Why Yoann Gourcuff is Hot

  1. Jesus Mother fucker! Before you ask yourself, “WHO is this fine specimen of manhood and where can I fuck him?”, let me introduce him. This is Yoann Gourcuff. If you are admiring his name’s foreign, “Where is he from?” quality, it’s because he IS deliciously foreign, bitch. He’s French (i.e. endless amounts of French sweet nothings all up in your ear!). And he plays for France’s national football team.
  2. Now that you are acquainted, let me reveal more. This French pastry seems to struggle with keeping his clothes on. Common sense is what this piece of ass has. If you have a body like this, it would be a total douche-fucker move to hide it from the world. (LOLOL) And it’s perfectly fine that you just jizzed in your pants so hard you need to clean your floor. This, this, and this will cause that. Excuse me while I look for my Swiffer.
  3. This man has style, both fully clothed and partially nude. He likes to keep things classy, with a bad boy edge, which is an automatic turn on. Partial to outrageously beautiful leather jackets, classic white tees, and all black get ups, a person will not only lust after his wardrobe, but also his nether regions. Just imagine dressing his nether regions with parts of your own body. And you know your parts will fit his parts like a glove. YOWZAH! (HAHA)
  4. His eyes. Those ojos, oh wait, wrong language.
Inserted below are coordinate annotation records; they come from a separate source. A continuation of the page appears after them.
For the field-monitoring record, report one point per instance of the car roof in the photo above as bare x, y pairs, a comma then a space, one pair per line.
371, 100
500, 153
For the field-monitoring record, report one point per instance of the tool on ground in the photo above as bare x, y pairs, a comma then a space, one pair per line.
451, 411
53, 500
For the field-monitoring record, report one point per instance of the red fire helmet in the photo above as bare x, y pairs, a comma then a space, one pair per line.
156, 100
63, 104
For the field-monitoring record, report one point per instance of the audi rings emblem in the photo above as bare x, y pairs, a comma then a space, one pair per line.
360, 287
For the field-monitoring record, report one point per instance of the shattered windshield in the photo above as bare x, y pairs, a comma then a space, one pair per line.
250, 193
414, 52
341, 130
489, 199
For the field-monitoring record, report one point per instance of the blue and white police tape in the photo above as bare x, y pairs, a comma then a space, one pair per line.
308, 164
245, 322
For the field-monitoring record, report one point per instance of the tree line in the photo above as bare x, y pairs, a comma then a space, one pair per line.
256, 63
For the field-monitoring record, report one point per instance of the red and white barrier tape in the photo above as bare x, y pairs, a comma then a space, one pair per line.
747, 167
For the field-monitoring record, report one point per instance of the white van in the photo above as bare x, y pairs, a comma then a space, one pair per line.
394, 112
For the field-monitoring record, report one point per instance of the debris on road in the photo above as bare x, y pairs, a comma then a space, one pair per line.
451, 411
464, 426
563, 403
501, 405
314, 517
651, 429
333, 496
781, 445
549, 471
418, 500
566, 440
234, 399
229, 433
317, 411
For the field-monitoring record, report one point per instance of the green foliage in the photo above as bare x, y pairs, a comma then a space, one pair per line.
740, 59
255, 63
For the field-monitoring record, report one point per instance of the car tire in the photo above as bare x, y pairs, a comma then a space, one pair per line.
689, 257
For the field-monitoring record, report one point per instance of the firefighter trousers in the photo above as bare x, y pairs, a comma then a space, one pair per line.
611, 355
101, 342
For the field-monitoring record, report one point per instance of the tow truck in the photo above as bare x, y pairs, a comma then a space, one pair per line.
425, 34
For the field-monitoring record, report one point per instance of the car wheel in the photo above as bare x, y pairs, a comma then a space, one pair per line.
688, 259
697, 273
Well, you know this fine piece of ass will make you speak all sorts of languages… in bed. Those orgasm inducing green eyes pierce into your soul all while undressing you and fucking you within an inch of your life. Talk about skill.
  5. The face the Greek Gods hand chiseled. The flawlessly defined chin and jawline. That beautiful smile, thick, black hair, defined nose, and perfect eyebrows (they forgot eyelashes) are enough to leave a person speechless. All I can say is you’re welcome… and I’m going to go and have some ‘personal’ me time. Au revoir.
Please allow me to recover from just pissing my pants laughing for five minutes non-stop alone in my room like a crazy perverted cat lady in heat and needs a mating partner ahahahha

1 comments:

anh said...

1. kill me now
2. i have OBVIOUSLY read this but i love you anyways
3. lashes IS his nickname for a reason
4. i would love some alone time with mr. gourcuff.